2. Determine the base- five representations for each of the given numbers. Remember that a numeral with no subscript is understood to be n base ten.
a.47
b. 179
c. 354
Divide the number by the base and note the remainder on the right.
The digits from bottom to top is the number required.
Example:
Find 37 to base 5.
37 R 2 (37/5=7 R2)
7 R 2 (7/5=1 R2)
1
So the number is 1225
To determine the base-5 representation of a number, you need to divide the number by the base (which in this case is 5), and keep track of the remainders at each step until the quotient becomes zero.
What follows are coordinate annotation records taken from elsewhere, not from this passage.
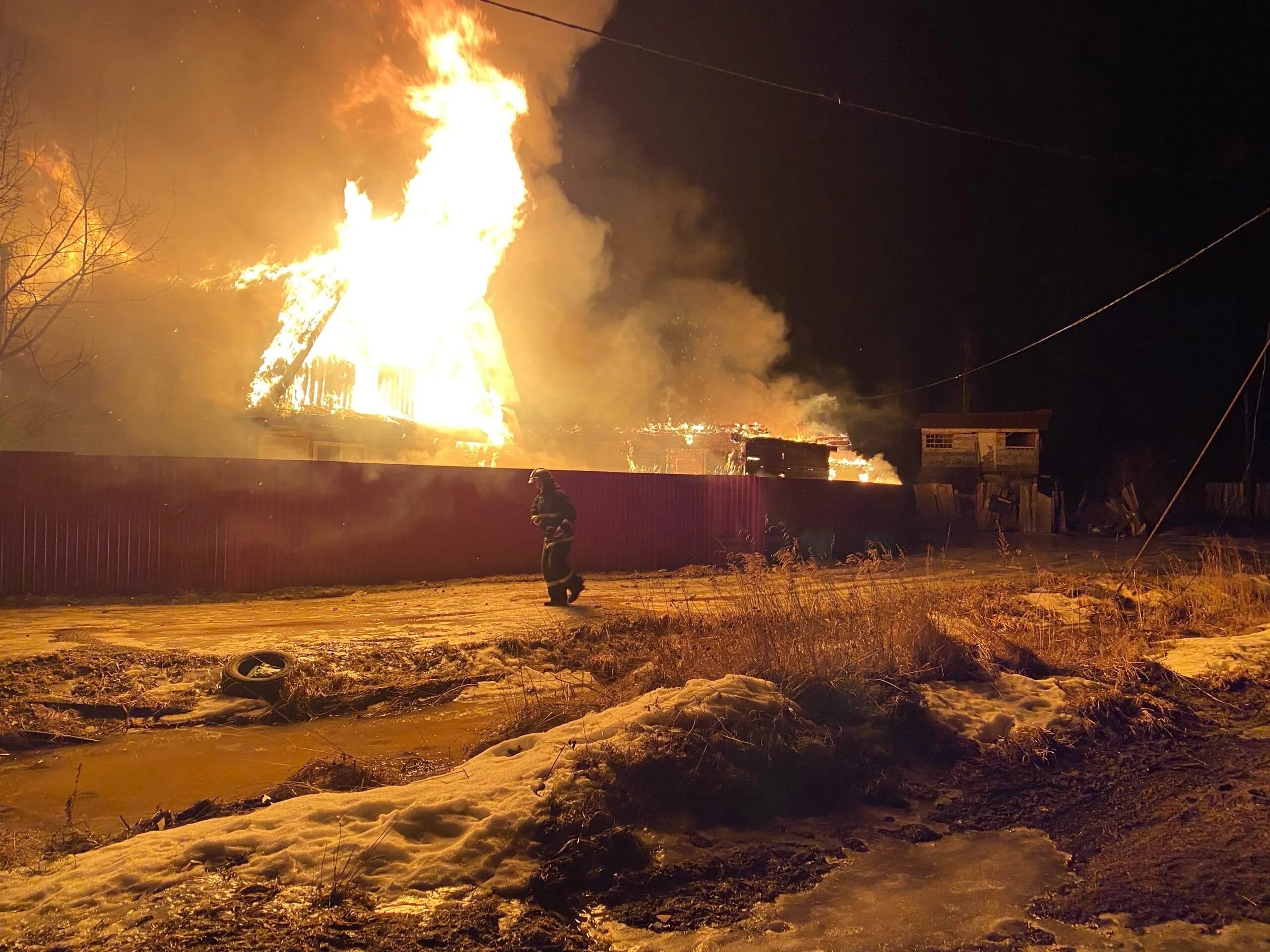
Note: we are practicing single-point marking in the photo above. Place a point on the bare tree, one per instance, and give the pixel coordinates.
(66, 220)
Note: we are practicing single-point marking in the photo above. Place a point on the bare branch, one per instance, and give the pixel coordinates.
(66, 221)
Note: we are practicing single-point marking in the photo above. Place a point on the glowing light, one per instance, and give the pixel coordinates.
(395, 315)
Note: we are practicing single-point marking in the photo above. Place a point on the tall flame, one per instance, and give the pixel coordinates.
(394, 318)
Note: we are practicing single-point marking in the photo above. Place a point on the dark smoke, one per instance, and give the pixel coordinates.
(243, 121)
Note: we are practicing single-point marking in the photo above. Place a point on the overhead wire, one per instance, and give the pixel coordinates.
(1079, 320)
(845, 103)
(1191, 473)
(915, 119)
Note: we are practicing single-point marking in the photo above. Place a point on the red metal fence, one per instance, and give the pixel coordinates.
(93, 525)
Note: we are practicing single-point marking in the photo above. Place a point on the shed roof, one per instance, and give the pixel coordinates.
(1005, 420)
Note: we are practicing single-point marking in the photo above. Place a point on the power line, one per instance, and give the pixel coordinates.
(1196, 465)
(1079, 320)
(840, 101)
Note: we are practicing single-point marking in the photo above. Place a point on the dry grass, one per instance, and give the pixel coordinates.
(797, 624)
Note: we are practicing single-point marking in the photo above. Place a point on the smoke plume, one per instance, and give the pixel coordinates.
(619, 305)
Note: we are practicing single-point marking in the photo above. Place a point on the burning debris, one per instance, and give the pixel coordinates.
(394, 320)
(391, 334)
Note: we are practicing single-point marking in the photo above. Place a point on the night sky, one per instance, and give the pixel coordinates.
(893, 248)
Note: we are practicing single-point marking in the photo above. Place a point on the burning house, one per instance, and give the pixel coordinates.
(389, 351)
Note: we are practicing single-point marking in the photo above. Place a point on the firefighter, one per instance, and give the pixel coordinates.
(554, 513)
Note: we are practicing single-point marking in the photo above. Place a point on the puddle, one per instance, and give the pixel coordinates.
(901, 896)
(132, 774)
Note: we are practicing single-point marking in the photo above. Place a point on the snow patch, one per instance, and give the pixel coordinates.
(1065, 608)
(1227, 655)
(986, 713)
(470, 827)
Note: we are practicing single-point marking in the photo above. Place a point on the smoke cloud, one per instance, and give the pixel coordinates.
(619, 305)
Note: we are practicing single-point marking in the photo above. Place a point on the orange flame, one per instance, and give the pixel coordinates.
(399, 304)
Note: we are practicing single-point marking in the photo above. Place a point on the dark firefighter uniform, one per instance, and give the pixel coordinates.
(554, 513)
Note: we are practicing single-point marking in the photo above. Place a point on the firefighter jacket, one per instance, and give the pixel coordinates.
(556, 513)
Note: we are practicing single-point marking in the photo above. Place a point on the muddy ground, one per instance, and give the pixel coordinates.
(1165, 824)
(1162, 824)
(1175, 826)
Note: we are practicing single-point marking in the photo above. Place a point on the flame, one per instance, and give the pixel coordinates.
(394, 318)
(845, 464)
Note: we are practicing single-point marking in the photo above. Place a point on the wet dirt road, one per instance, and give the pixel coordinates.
(472, 611)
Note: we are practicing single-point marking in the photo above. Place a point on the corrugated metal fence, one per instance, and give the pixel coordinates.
(85, 525)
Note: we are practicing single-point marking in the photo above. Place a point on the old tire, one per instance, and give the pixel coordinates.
(237, 677)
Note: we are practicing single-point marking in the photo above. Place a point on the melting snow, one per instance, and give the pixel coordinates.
(1228, 655)
(987, 711)
(473, 826)
(1066, 610)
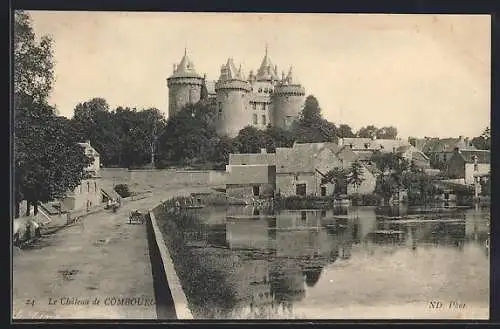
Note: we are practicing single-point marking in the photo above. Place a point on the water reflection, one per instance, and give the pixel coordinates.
(278, 260)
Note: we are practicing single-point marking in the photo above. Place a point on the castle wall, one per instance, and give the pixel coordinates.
(183, 91)
(233, 112)
(287, 107)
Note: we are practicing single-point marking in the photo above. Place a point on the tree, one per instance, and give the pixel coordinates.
(338, 177)
(188, 137)
(33, 64)
(49, 162)
(345, 131)
(311, 127)
(356, 175)
(278, 137)
(92, 121)
(483, 142)
(367, 132)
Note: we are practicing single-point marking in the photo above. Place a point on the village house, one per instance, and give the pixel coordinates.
(88, 194)
(440, 150)
(366, 147)
(468, 164)
(300, 169)
(414, 156)
(250, 176)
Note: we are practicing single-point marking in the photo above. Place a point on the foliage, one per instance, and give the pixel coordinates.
(483, 142)
(380, 133)
(486, 187)
(189, 136)
(122, 190)
(48, 161)
(311, 127)
(33, 64)
(344, 131)
(355, 176)
(51, 164)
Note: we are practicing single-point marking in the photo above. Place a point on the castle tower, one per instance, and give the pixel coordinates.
(232, 100)
(288, 100)
(262, 84)
(184, 86)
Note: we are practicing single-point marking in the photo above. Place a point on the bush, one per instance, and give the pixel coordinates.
(123, 190)
(365, 199)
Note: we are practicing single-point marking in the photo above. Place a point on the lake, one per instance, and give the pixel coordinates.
(357, 262)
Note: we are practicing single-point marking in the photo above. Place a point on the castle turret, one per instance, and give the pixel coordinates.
(288, 99)
(184, 86)
(267, 71)
(232, 100)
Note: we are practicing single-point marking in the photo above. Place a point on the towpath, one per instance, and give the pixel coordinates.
(97, 259)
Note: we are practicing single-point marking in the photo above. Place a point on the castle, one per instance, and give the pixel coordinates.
(259, 100)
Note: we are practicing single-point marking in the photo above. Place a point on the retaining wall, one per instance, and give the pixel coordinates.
(170, 298)
(158, 178)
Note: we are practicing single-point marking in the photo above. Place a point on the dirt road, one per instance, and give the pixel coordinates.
(87, 270)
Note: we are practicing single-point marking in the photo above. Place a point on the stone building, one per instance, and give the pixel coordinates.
(465, 164)
(440, 150)
(259, 99)
(300, 169)
(250, 176)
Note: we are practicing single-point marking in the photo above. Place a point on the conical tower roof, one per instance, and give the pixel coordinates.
(230, 72)
(267, 71)
(185, 68)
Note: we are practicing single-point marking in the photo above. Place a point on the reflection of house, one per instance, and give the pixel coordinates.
(250, 175)
(253, 283)
(88, 193)
(465, 164)
(247, 234)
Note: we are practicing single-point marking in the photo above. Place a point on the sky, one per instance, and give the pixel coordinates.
(427, 75)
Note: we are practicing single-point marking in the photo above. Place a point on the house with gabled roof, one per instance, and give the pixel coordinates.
(88, 193)
(300, 169)
(467, 164)
(440, 150)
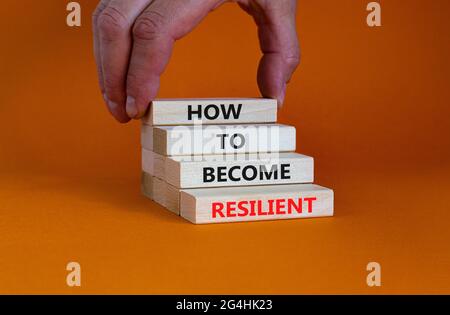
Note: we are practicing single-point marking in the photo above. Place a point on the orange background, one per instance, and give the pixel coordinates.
(370, 104)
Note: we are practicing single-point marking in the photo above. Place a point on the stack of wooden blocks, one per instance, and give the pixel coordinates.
(227, 160)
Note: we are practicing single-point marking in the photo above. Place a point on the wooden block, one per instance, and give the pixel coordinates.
(218, 139)
(238, 170)
(147, 185)
(161, 192)
(252, 203)
(211, 111)
(153, 163)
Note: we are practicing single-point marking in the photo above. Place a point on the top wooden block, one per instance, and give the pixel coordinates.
(211, 111)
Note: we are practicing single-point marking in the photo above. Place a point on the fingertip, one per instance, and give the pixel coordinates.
(282, 96)
(131, 108)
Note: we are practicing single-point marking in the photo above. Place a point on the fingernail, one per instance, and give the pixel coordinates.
(131, 107)
(282, 95)
(112, 106)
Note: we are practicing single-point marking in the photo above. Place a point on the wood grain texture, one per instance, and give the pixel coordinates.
(252, 203)
(153, 163)
(218, 139)
(237, 170)
(161, 192)
(211, 111)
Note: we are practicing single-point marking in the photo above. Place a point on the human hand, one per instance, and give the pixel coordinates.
(133, 41)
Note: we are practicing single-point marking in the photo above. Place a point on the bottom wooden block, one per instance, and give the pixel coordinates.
(242, 203)
(252, 203)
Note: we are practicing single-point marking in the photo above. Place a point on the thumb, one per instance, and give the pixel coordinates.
(276, 21)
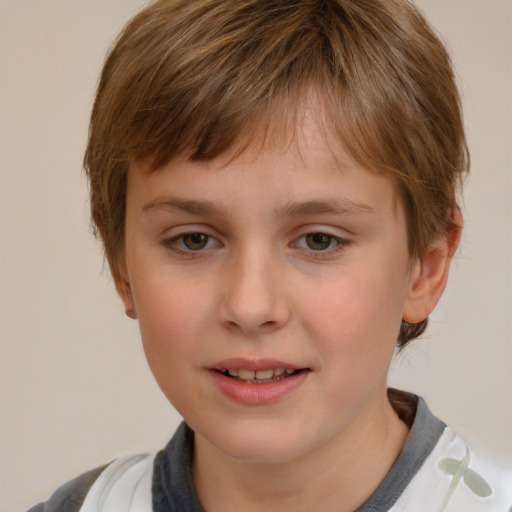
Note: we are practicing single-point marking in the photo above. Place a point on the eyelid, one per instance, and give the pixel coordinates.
(173, 236)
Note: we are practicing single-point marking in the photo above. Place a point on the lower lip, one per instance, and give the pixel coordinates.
(257, 394)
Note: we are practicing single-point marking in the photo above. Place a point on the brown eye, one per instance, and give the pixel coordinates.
(195, 241)
(318, 241)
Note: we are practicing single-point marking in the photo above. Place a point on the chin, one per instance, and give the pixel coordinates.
(254, 445)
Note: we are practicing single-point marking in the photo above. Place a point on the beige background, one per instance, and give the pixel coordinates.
(75, 390)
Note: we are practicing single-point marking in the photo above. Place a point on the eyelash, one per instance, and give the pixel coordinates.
(176, 244)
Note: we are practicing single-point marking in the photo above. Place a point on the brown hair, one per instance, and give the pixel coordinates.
(191, 76)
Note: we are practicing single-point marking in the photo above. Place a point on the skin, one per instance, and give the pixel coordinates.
(258, 289)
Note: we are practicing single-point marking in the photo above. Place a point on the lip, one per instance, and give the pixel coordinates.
(248, 393)
(253, 364)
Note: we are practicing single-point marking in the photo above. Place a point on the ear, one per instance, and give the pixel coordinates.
(125, 292)
(430, 273)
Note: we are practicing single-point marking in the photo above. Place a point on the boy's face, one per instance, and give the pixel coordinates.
(274, 260)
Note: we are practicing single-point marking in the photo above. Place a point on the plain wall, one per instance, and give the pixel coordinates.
(75, 389)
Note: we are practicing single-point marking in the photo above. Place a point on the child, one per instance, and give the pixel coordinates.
(275, 186)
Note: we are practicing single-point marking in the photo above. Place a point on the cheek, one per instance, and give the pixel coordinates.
(358, 315)
(173, 316)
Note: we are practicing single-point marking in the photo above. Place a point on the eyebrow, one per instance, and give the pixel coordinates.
(207, 208)
(173, 204)
(338, 206)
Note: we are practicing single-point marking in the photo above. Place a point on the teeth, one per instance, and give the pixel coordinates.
(246, 374)
(263, 375)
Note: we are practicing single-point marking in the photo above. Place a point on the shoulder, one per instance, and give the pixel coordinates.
(116, 486)
(70, 496)
(455, 478)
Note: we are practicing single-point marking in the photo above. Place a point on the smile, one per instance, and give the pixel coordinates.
(259, 376)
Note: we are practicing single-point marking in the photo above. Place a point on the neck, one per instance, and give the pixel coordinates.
(345, 470)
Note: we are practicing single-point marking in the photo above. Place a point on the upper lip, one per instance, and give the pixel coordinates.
(253, 364)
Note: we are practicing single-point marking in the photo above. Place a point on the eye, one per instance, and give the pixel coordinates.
(194, 242)
(319, 242)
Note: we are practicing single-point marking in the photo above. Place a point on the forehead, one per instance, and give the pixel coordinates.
(309, 173)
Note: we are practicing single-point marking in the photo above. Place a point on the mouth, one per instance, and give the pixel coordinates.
(258, 376)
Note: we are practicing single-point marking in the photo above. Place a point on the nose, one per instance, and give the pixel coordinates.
(254, 300)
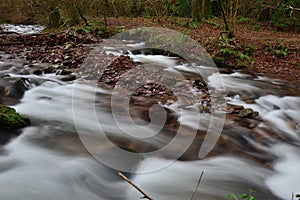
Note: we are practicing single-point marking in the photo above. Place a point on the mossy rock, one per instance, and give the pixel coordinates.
(11, 120)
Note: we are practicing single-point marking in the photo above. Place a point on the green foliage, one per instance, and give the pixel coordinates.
(10, 119)
(212, 23)
(278, 50)
(244, 19)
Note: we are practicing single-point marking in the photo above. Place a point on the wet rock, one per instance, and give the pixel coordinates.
(10, 119)
(70, 77)
(248, 113)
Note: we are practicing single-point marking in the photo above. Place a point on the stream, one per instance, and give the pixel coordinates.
(63, 156)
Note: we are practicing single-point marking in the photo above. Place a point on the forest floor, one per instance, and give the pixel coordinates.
(256, 48)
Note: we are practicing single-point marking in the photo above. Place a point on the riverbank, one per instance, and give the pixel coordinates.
(256, 48)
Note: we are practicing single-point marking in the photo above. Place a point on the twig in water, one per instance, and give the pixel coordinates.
(135, 186)
(198, 183)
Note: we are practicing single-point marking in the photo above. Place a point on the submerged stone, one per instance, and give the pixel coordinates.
(248, 113)
(10, 119)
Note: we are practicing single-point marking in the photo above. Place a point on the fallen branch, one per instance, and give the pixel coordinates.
(135, 186)
(198, 183)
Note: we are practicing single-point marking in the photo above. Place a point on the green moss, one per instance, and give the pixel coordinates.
(10, 119)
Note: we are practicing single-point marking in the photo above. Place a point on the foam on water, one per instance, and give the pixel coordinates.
(30, 171)
(222, 175)
(287, 177)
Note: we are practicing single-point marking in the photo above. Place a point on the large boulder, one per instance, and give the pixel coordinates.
(10, 119)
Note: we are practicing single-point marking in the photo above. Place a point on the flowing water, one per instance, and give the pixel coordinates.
(48, 160)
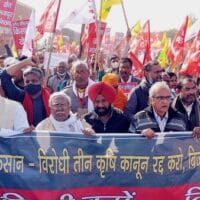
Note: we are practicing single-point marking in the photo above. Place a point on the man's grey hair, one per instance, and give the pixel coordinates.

The remainders, read in reverse order, will give you the base-5 representation of the number.
Let's apply this process to each of the given numbers:
a. 47:
Divide 47 by 5:
47 ÷ 5 = 9 remainder 2
So, the first remainder is 2.
Divide 9 by 5:
9 ÷ 5 = 1 remainder 4
The second remainder is 4.
Divide 1 by 5:
1 ÷ 5 = 0 remainder 1
The third and final remainder is 1.
Now, let's read the remainders in reverse order: 1, 4, 2.
Therefore, the base-5 representation of 47 is 142.
b. 179:
Divide 179 by 5:
179 ÷ 5 = 35 remainder 4
The first remainder is 4.
Divide 35 by 5:
35 ÷ 5 = 7 remainder 0
The second remainder is 0.
Divide 7 by 5:
7 ÷ 5 = 1 remainder 2
The third remainder is 2.
Divide 1 by 5:
1 ÷ 5 = 0 remainder 1
The fourth and final remainder is 1.
Read the remainders in reverse order: 1, 2, 0, 4.
Therefore, the base-5 representation of 179 is 1204.
c. 354:
Divide 354 by 5:
354 ÷ 5 = 70 remainder 4
The first remainder is 4.
Divide 70 by 5:
70 ÷ 5 = 14 remainder 0
The second remainder is 0.
Divide 14 by 5:
14 ÷ 5 = 2 remainder 4
The third remainder is 4.
Divide 2 by 5:
2 ÷ 5 = 0 remainder 2
The fourth and final remainder is 2.
Read the remainders in reverse order: 2, 4, 0, 4.
Therefore, the base-5 representation of 354 is 2404.